Napoléon le petit de Victor Hugo

V
Mais la Providence, elle, s’y prend autrement. Elle met splendidement la chose sous vos yeux et vous dit : Voyez.
Un homme vient un beau matin, – et quel homme ! le premier venu, le dernier venu, sans passé, sans avenir, sans génie, sans gloire, sans prestige ; est-ce un aventurier ? est-ce un prince ? cet homme a tout bonnement les mains pleines d’argent, de billets de banque, d’actions de chemins de fer, de places, de décorations, de sinécures ; cet homme se baisse vers les fonctionnaires et leur dit : Fonctionnaires, trahissez.
Les fonctionnaires trahissent.

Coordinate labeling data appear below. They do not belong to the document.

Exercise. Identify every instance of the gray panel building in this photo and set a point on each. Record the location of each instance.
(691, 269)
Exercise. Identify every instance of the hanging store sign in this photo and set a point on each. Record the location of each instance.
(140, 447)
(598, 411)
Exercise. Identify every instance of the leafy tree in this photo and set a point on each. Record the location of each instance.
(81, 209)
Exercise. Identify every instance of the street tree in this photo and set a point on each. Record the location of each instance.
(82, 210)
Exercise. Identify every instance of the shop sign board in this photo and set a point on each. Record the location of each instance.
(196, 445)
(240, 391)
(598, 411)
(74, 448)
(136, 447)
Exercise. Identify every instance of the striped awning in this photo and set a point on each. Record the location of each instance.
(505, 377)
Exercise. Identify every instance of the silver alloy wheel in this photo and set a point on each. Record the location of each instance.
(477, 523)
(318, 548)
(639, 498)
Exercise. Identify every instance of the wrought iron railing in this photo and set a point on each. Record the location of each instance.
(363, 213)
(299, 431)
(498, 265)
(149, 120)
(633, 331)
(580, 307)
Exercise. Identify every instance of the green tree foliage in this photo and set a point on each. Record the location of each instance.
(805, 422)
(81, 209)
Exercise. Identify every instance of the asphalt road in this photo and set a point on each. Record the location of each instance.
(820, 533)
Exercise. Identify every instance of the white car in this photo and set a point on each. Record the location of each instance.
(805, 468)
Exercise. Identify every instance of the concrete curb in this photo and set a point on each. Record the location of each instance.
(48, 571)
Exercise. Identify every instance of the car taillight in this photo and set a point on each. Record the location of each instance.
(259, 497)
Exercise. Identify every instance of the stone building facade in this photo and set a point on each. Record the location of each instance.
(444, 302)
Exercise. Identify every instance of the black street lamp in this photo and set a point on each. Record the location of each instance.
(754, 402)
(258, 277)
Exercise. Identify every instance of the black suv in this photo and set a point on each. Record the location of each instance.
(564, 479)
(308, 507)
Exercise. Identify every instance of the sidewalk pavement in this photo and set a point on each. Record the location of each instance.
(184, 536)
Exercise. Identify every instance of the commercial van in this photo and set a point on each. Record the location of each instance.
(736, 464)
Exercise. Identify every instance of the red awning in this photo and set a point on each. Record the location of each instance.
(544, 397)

Tous ? Sans exception ?
Oui, tous.
Il s’adresse aux généraux et leur dit : Généraux, massacrez.
Les généraux massacrent.
Il se tourne vers les juges inamovibles, et leur dit :
– Magistrature, je brise la Constitution, je me parjure, je dissous l’Assemblée souveraine, j’arrête les représentants inviolables, je pille les caisses publiques, je séquestre, je

confisque, je bannis qui me déplaît, je déporte à ma fantaisie, je mitraille sans sommation, je fusille sans jugement, je commets tout ce qu’on est convenu d’appeler crime, je viole tout ce qu’on est convenu d’appeler droit ; regardez les lois, elles sont sous mes pieds.
– Nous ferons semblant de ne pas voir, disent les magistrats.
– Vous êtes des insolents, réplique l’homme providentiel. Détourner les yeux, c’est m’outrager. J’entends que vous m’aidiez. Juges, vous allez aujourd’hui me féliciter, moi qui suis la force et le crime, et demain ceux qui m’ont résisté, ceux qui sont l’honneur, le droit, la loi, vous les jugerez – et vous les condamnerez.
Les juges inamovibles baisent sa botte et se mettent à instruire l’affaire des troubles.
Par-dessus le marché, ils lui prêtent serment.
Alors il aperçoit dans un coin le clergé doté, doré, crossé, chapé, mitré, et il lui dit : – Ah ! tu es là, toi, archevêque ! Viens ici. Tu vas me bénir tout cela.
Et l’archevêque entonne son Magnificat.

VI
Ah ! quelle chose frappante et quel enseignement !
Erudimini{57}, dirait Bossuet.
Les ministres se sont figuré qu’ils dissolvaient l’Assemblée ; ils ont dissous l’administration.
Les soldats ont tiré sur l’armée et l’ont tuée.
Les juges ont cru juger et condamner des innocents ; ils ont jugé et condamné à mort la magistrature inamovible.
Les prêtres ont cru chanter un hosanna sur Louis Bonaparte ; ils ont chanté un De profundis sur le clergé.

VII
Quand Dieu veut détruire une chose, il en charge la chose elle-même.
Toutes les institutions mauvaises de ce monde finissent par le suicide.
Lorsqu’elles ont assez longtemps pesé sur les hommes, la Providence, comme le sultan à ses vizirs, leur envoie le cordon par un muet ; elles s’exécutent.
Louis Bonaparte est le muet de la Providence.